Se suelen confundir los términos, a pesar que la diferencia entre ellos es notoria.
Una persona diagnosticada de una enfermedad grave y sin posibilidades de curación puede tomar la decisión de no querer enfrentar el suplicio que tiene por delante. En varios países, existen leyes que permiten lo que en ese caso es eutanasia. Es una decisión libre.
La sedación terminal es ofrecer a un enfermo terminal una muerte no dolorosa y en paz. Es no prolongar la vida entendiendo que ya no existe posibilidad ni esperanza de recuperación. Eso suele ocurrir luego que alguien ha padecido una enfermedad contra la que ha luchado denodadamente sin éxito. Hay drogas específicas para este procedimiento de sedación terminal. Es no condenar a ese enfermo a una agonía insoportable.

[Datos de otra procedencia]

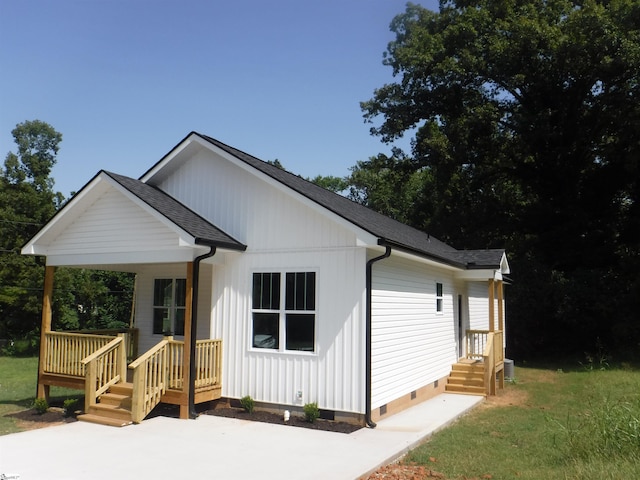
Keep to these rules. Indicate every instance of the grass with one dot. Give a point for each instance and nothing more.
(18, 382)
(551, 424)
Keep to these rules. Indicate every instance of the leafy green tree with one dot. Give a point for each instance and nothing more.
(526, 115)
(82, 299)
(27, 201)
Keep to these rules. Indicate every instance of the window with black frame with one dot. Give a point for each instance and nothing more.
(169, 306)
(290, 323)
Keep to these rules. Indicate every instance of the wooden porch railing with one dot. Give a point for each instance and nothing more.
(476, 343)
(208, 363)
(130, 337)
(489, 347)
(65, 351)
(150, 380)
(105, 367)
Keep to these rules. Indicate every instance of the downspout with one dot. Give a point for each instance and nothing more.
(370, 423)
(194, 325)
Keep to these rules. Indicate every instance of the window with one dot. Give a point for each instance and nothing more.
(290, 323)
(169, 305)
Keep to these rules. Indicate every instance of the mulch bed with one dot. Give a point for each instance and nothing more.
(275, 418)
(30, 419)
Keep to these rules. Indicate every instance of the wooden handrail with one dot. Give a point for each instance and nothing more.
(64, 352)
(104, 367)
(488, 358)
(149, 380)
(148, 354)
(113, 343)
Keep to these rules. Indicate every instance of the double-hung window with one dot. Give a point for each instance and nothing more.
(169, 305)
(284, 311)
(439, 298)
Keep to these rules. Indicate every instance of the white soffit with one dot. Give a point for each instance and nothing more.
(44, 241)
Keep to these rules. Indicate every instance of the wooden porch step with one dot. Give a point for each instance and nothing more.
(117, 400)
(110, 411)
(122, 388)
(467, 377)
(100, 420)
(474, 381)
(464, 389)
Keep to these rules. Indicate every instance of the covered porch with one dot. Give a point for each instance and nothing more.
(120, 224)
(481, 370)
(121, 387)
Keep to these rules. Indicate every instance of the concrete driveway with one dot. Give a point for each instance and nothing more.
(220, 448)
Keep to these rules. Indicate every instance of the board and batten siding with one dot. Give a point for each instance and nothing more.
(283, 233)
(250, 209)
(145, 279)
(412, 344)
(478, 295)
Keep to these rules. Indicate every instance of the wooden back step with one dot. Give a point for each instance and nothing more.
(467, 377)
(113, 407)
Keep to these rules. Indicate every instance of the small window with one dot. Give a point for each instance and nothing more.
(169, 306)
(290, 323)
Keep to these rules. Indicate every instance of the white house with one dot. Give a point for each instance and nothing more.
(312, 297)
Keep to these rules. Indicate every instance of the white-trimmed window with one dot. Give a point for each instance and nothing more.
(169, 305)
(289, 324)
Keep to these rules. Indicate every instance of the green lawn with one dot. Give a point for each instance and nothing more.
(18, 382)
(548, 424)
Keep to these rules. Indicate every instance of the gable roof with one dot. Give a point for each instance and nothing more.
(185, 218)
(389, 232)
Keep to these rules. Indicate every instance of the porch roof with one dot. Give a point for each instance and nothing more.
(183, 217)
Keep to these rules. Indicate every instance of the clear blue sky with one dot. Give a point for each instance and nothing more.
(125, 80)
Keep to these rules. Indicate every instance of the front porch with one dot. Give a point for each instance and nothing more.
(119, 393)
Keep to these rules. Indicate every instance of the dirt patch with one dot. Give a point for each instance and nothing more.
(294, 420)
(397, 471)
(30, 419)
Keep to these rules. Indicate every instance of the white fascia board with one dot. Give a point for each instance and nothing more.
(504, 265)
(479, 275)
(171, 156)
(140, 257)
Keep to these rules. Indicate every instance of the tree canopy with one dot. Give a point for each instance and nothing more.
(81, 299)
(526, 116)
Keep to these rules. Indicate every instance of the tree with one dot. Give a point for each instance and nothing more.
(526, 115)
(27, 201)
(82, 299)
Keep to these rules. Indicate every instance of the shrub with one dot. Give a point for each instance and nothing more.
(247, 403)
(311, 412)
(41, 406)
(70, 405)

Un tercer caso es aquel en que alguien ha sufrido muerte cerebral, y su cuerpo se mantiene por instrumentos y máquinas que le hacen respirar y mantener activos artificialmente sus órganos básicos. Esa persona no puede decidir por sí misma, y por tanto desconectarla de los aparatos es una decisión que compete a familiares.
Ni la eutanasia, ni la sedación terminal, y tampoco la desconexión son en modo alguno suicidio ni mucho menos homicidio.

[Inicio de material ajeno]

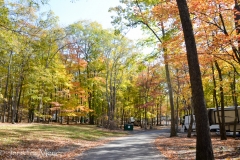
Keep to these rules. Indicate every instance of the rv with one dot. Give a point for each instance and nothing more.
(186, 122)
(229, 114)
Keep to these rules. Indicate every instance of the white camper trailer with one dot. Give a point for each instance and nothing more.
(229, 114)
(187, 121)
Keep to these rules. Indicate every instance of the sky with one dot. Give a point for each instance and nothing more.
(93, 10)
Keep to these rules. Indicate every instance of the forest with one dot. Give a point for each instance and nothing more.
(83, 73)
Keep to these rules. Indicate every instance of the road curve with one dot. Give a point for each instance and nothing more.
(137, 146)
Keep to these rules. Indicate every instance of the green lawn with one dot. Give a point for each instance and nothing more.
(14, 133)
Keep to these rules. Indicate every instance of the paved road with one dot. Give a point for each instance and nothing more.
(137, 146)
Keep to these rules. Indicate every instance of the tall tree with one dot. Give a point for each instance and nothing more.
(204, 145)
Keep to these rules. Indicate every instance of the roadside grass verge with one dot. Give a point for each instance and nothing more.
(50, 141)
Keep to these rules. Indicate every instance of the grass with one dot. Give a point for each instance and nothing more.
(30, 141)
(16, 133)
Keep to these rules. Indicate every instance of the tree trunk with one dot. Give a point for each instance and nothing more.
(170, 90)
(222, 128)
(234, 98)
(204, 143)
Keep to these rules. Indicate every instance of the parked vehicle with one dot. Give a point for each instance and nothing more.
(229, 114)
(186, 122)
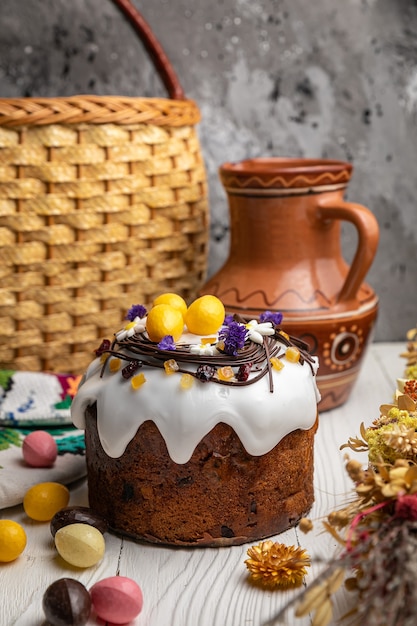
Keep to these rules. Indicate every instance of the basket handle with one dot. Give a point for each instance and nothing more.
(160, 60)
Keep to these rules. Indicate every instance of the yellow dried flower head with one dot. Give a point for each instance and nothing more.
(305, 525)
(276, 565)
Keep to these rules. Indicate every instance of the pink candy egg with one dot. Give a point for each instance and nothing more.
(117, 599)
(39, 449)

Algunas personas argumentan que en los tres casos se está privando a la persona de la posibilidad de un milagro. Ciertamente, los milagros ocurren, pero son mucho menos frecuentes que las muertes a las que se llega por un camino de dolor y sufrimiento inconmensurable. Y, además, los milagros son obra de Dios, que es todopoderoso. Nada le impediría a Dios realizar un milagro.
No somos quiénes para creer que podemos montarnos en un pedestal y desde esa altura arrogarnos el derecho al juicio. No es ético. Y es, por cierto, muy poco cristiano.